Dann ging plötzlich alles ganz schnell. Bereits am Tag des zweiten AfD-Infotisches gab die Stadt bekannt, daß sie dem Moschee-Verein die Orangerie-Halle der Biosphäre, einem Überbleibsel der Bundesgartenschau von 2001, als Ausweichquartier für das Freitagsgebet angeboten habe. Mit dem Angebot werde „nach der Prüfung Dutzender Liegenschaften nun ein Versprechen zur Unterstützung bei der Suche nach einem Gebetsraum eingelöst“, beeilte sich die Stadt mitzuteilen, wohl in der Hoffnung, so der Frage aus dem Weg zu gehen, warum das Problem ein Jahr lang ignoriert worden war. „Es ist damit sichergestellt, daß die Freitagsgebete künftig in einem entsprechend großen Raum stattfinden können. Ich freue mich, daß wir dem Verein mit seiner Gemeinde in einer Notsituation helfen können“, sagte Oberbürgermeister Jakobs. 
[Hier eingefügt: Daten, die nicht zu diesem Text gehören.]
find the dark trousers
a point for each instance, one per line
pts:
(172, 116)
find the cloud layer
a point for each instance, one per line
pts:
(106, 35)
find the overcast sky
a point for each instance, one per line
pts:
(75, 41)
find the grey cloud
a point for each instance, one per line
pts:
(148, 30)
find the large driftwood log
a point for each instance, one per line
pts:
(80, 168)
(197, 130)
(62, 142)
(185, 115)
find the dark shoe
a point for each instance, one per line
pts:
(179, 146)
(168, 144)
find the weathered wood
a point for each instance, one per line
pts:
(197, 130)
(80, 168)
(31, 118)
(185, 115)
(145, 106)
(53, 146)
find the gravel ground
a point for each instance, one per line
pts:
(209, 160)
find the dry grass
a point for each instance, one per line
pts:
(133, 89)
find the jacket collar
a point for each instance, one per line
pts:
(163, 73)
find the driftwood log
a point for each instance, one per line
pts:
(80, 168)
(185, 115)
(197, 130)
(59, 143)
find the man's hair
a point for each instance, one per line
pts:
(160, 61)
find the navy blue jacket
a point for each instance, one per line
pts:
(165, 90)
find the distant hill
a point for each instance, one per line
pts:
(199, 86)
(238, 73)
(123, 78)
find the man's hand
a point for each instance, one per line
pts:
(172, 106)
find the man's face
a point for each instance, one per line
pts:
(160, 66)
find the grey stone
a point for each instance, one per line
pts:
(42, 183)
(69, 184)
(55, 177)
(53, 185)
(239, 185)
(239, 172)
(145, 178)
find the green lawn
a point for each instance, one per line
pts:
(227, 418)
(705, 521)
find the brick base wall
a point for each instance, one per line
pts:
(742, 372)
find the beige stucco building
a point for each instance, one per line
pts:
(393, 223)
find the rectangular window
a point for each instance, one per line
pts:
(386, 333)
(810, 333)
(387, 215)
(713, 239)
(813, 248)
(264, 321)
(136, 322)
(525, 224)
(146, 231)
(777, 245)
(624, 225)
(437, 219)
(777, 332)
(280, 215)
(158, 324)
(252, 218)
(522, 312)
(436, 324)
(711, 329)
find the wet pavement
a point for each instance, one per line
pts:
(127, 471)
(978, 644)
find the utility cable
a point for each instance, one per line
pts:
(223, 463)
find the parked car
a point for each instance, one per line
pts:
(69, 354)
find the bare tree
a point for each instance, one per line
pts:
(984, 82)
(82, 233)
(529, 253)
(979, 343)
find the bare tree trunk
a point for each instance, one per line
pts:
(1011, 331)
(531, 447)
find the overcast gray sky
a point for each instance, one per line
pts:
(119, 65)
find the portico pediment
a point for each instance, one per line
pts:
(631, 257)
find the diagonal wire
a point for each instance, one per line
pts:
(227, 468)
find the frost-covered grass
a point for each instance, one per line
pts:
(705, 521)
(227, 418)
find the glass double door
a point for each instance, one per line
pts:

Für die Nutzung der neuen Räume will die Stadt nach Angaben von Sozialdezernent Mike Schubert (SPD) die Betriebskosten eintreiben. Einen Schönheitsfehler hat der Umzug der Potsdamer Moslems in die Orangerie-Halle, die Platz für bis zu 500 Menschen bietet: Sie ist zeitlich bis zum Frühjahr 2017 begrenzt. Bis dahin müssen Stadt und Moschee-Verein, der von der Stadt als gemäßigt und unpolitisch eingeschätzt wird, eine langfristige Lösung gefunden haben. 

Für diese Woche hat die Stadt daher Verhandlungen mit dem Land über einen dauerhaften Standort für eine neue Moschee angekündigt. Geld vom Staat, so versichern Stadt und Land bislang, solle es aber nicht geben.